Configure the component
To configure your component, do the following:
-
In the AutoClassifier administration portal, Add a new component to a new or existing pipeline.
-
When adding your component, select Section Annotator from the New Component list and provide a Name for your component.
-
In the Select AI Provider field, select the AI provider you are using. The possible options are Azure OpenAI and OpenAI.
-
If you selected Azure OpenAI, complete the following:
-
In the Endpoint URL field, enter the endpoint URL for your Azure OpenAI service resource.
-
In the API Key field, enter the API key for your Azure Open AI instance.
-
-
If you selected OpenAI, complete the following:
-
In the Model field, enter the model name for your OpenAI model.
-
In the API Key, field, provide the API key for your OpenAI resource.
-
-
-
In the TOC Extaction Prompt field, enter a prompt that you will send to your AI resource in order to extract the table of contents from your documents. You may use the default prompt, or provide a custom prompt to better fit your organizational needs.
-
In the Section Lookup Pattern field, specify a regular expression to identify section headings in the document’s table of contents.
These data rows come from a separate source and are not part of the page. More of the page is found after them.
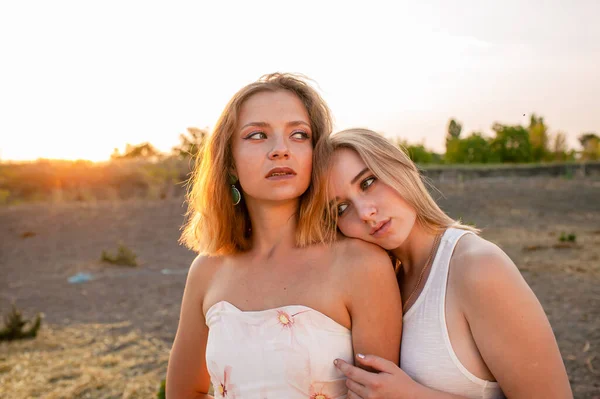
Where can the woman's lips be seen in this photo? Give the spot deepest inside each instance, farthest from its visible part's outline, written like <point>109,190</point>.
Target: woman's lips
<point>381,228</point>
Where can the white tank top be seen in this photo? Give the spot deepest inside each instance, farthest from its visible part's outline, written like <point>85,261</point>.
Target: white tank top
<point>427,355</point>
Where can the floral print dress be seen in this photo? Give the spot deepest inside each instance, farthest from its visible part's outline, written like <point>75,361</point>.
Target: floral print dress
<point>285,352</point>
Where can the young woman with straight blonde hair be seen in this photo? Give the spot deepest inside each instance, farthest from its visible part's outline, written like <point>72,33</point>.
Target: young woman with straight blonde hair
<point>472,326</point>
<point>270,301</point>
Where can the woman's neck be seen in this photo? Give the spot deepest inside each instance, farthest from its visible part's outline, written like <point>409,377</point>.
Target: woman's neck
<point>414,251</point>
<point>273,227</point>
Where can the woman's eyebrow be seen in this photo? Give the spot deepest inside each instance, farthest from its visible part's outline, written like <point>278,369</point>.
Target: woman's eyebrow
<point>257,124</point>
<point>359,175</point>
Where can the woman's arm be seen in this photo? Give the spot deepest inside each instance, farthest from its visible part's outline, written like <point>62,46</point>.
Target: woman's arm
<point>373,300</point>
<point>508,323</point>
<point>187,375</point>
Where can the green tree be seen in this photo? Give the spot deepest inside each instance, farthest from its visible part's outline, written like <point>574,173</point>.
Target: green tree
<point>474,148</point>
<point>417,152</point>
<point>511,143</point>
<point>454,129</point>
<point>590,143</point>
<point>191,142</point>
<point>144,150</point>
<point>558,147</point>
<point>538,136</point>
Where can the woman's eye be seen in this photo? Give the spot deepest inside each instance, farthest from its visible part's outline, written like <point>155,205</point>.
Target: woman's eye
<point>300,135</point>
<point>256,136</point>
<point>367,182</point>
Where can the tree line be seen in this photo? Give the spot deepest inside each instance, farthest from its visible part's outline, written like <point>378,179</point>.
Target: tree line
<point>508,144</point>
The pattern determines how section names are detected and associated with document chunks so the relevant section title can be added as metadata. You may use the default pattern, or provide a custom prompt to better fit your organizational needs.
-
In the TOC Lookup Location field, use the drop-down menu to specify where in the document the table of context is located. The possible values include Beginning, End, and Both.
-
In the TOC Character Count field, specify a value to represent the number of characters from the lookup location that the AI resource will consider for table of contents extraction. By default, this value is set to 15000.
-
In the Section Text Separator field, specify a string that will be inserted between the extracted section metadata and the chunk body text when both are combined into the ChunkBody. This separator helps clearly distinguish section context from the main content for downstream processing. If nothing is specified, the section name is appended directly to the chunk text without a separator.
-
In the Select the section format to apply in chunk body, Select an option to specify how extracted section metadata is written into the ChunkBody. You can select Flat Sections to include only the matched section name or Structured Sections to preserve the full section hierarchy for additional context. For Example, Access Control vs Security > Authentication > Access Control.
-
In the Structured Sections Format field, you can define a custom output format for structured section metadata when Structured Sections is selected. Use this to control how section hierarchy levels are combined and displayed in the ChunkBody.
-
in the Structured Section Path Separator, You can specify the character or string used to separate section names in the ChunkBody when Structured Sections is selected.
-
In the TOC Property Name field, you can configure the property name that displays the table of contents value in your output metadata. By default, this is set to TableOfContents.
-
In the Chunk Section Property Name field, you can configure the property name that displays the section value in your output metadata. By default, this is set to ChunkSections.
-
In the Chunk Body Property Name field, enter the value of your chunk body property as specified when you configured your Document Chunker component.
-
Click Save.
-
In your pipeline, ensure that you position the Section Annotator component below your Document Chunker component.